4th DNF of 2022
This was how things began: Boston on the cusp of fall, the Sackler Museum robbed of 23 pieces of priceless Chinese art. Even in this back room, dust catching the slant of golden, late-afternoon light, Will could hear the sirens. They sounded like a promise.
Will Chen, a Chinese American art history student at Harvard, has spent most of his life learning about the West – its art, its culture, all that it has taken and called its own. He believes art belongs with its creators, so when a Chinese corporation offers him a (highly illegal) chance to reclaim five priceless sculptures, it’s surprisingly easy to say yes.
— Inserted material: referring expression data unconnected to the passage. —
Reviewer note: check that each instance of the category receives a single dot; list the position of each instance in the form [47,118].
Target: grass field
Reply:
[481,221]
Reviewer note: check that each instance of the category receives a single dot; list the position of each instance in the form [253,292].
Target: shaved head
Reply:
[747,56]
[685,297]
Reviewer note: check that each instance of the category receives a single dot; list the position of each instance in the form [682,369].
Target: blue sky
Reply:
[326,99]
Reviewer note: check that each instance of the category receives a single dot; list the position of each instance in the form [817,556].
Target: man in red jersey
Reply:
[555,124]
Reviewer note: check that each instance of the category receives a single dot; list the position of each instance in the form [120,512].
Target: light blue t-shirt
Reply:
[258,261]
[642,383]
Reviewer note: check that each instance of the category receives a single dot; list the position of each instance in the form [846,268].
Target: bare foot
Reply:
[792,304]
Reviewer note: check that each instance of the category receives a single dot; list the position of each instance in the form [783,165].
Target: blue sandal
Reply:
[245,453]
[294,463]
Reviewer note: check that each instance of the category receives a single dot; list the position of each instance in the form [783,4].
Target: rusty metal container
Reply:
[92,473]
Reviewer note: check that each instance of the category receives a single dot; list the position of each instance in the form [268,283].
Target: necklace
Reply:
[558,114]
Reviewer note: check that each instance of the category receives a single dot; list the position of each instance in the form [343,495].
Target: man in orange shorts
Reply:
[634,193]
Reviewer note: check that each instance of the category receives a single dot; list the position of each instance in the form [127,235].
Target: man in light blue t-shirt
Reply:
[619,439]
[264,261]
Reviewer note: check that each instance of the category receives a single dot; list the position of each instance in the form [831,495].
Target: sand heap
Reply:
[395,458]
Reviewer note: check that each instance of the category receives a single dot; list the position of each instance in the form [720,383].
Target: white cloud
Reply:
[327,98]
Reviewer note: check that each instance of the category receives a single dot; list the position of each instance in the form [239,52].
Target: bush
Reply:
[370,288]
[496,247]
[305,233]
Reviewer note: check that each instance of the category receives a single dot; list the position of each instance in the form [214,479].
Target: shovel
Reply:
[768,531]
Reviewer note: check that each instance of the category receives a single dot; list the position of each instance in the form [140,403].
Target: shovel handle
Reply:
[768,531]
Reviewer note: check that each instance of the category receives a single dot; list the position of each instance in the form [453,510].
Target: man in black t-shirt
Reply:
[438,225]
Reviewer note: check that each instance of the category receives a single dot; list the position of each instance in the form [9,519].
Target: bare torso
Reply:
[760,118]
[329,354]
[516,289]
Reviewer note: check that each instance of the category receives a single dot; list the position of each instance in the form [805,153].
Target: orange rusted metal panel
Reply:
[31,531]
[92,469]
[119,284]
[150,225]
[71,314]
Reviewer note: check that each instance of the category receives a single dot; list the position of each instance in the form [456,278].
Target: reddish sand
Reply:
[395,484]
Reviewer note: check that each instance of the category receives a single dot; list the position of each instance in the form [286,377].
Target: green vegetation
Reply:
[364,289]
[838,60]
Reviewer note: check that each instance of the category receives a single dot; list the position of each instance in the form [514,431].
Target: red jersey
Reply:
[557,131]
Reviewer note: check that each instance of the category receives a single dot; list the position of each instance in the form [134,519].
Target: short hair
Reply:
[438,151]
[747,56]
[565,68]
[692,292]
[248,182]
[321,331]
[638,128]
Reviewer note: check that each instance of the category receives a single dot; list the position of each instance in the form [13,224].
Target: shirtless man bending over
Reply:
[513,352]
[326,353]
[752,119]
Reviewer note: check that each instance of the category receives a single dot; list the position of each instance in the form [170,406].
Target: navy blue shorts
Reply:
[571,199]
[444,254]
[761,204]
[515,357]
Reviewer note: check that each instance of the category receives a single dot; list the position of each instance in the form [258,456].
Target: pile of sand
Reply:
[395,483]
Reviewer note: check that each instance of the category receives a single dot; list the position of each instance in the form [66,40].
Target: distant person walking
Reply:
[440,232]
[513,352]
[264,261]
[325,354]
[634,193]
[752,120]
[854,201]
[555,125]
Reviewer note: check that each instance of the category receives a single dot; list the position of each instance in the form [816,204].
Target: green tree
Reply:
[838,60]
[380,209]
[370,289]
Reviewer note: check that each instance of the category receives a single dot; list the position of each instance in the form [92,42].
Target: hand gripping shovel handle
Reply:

Will’s crew, fellow students chosen out of his boundless optimism for their skills and loyalty, aren’t exactly experienced criminals. Irene is a public policy major at Duke who can talk her way out of anything; Daniel is pre-med with steady hands and dreams of being a surgeon. Lily is an engineering student who races cars in her spare time; and Will is relying on Alex, an MIT dropout turned software engineer, to hack her way in and out of each museum they must rob.
Each student has their own complicated relationship with China and the identities they’ve cultivated as Chinese Americans, but one thing soon becomes certain: they won’t say no.
Because if they succeed? They earn an unfathomable ten million each, and a chance to make history. If they fail, they lose everything . . . and the West wins again.
CW: Colonisation, racism, death of a parent, grief,
Rating
DNF @74%
Review
This book was one of my most anticipated books for 2022. Sadly, it wasn’t for me, so I prefer to DNF it at 74%. The main problem was my high expectations for it, even if I tried not to have any.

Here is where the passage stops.